Thank you for referring your patient to OSMS and trusting us with their care! We look forward to working with you as we collaborate in providing the highest quality of care to our patients, ensuring they have positive experiences throughout their treatment journey.
Providers looking to refer their patients to OSMS for Orthopedics, Rheumatology, and/or Pain Management please FAX the following information to: 920-593-2986.
- Full Name
- Date of Birth
- Address
- Phone Number
- What Specialty you are referring to: Orthopedics, Rheumatology, or Pain Management
- Reason for Referral (i.e. Left Elbow Pain)
If you are able to, please also provide medical documentation including, office notes and imaging/imaging reports.
Providers looking to refer their patients to OSMS for Imaging (MRI, CT scan, EMG, Ultrasound), please download and fax the following form Radiology Scheduling (details provided on the document).

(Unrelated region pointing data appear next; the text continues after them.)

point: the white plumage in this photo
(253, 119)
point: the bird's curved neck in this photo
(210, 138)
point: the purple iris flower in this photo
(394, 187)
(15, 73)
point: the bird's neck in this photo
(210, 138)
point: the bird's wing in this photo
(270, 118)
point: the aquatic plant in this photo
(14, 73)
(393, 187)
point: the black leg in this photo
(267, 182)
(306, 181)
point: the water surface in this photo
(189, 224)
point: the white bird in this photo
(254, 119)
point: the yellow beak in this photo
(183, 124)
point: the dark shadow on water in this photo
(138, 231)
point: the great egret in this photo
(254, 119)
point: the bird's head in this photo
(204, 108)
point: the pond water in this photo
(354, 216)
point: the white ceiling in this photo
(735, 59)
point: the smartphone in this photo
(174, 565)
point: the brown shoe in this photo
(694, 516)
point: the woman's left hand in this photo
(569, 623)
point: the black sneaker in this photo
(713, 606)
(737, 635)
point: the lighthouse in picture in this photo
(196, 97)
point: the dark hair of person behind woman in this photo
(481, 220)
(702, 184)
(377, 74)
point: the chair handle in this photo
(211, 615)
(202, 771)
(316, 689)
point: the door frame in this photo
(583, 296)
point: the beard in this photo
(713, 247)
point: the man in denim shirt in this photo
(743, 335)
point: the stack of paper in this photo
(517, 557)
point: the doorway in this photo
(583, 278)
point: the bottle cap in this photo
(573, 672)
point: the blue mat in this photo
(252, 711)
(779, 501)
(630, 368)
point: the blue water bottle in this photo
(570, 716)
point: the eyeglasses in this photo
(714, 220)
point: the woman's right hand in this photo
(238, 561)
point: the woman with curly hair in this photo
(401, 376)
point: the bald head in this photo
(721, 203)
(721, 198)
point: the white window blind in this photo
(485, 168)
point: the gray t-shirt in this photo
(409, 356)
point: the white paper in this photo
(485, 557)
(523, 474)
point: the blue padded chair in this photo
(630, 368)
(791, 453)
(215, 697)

At OSMS, we provide individualized care tailored to each patients’ unique needs. If you require infusion care and do not see your specific medication listed, please complete our Miscellaneous Infusion Request form. A member of our rheumatology team will contact you within 5 business days to let you know whether we can accommodate your infusion service needs.
In order to efficiently approve and schedule patients, please make sure that the form is filled out correctly and completely and that all required documentation are attached.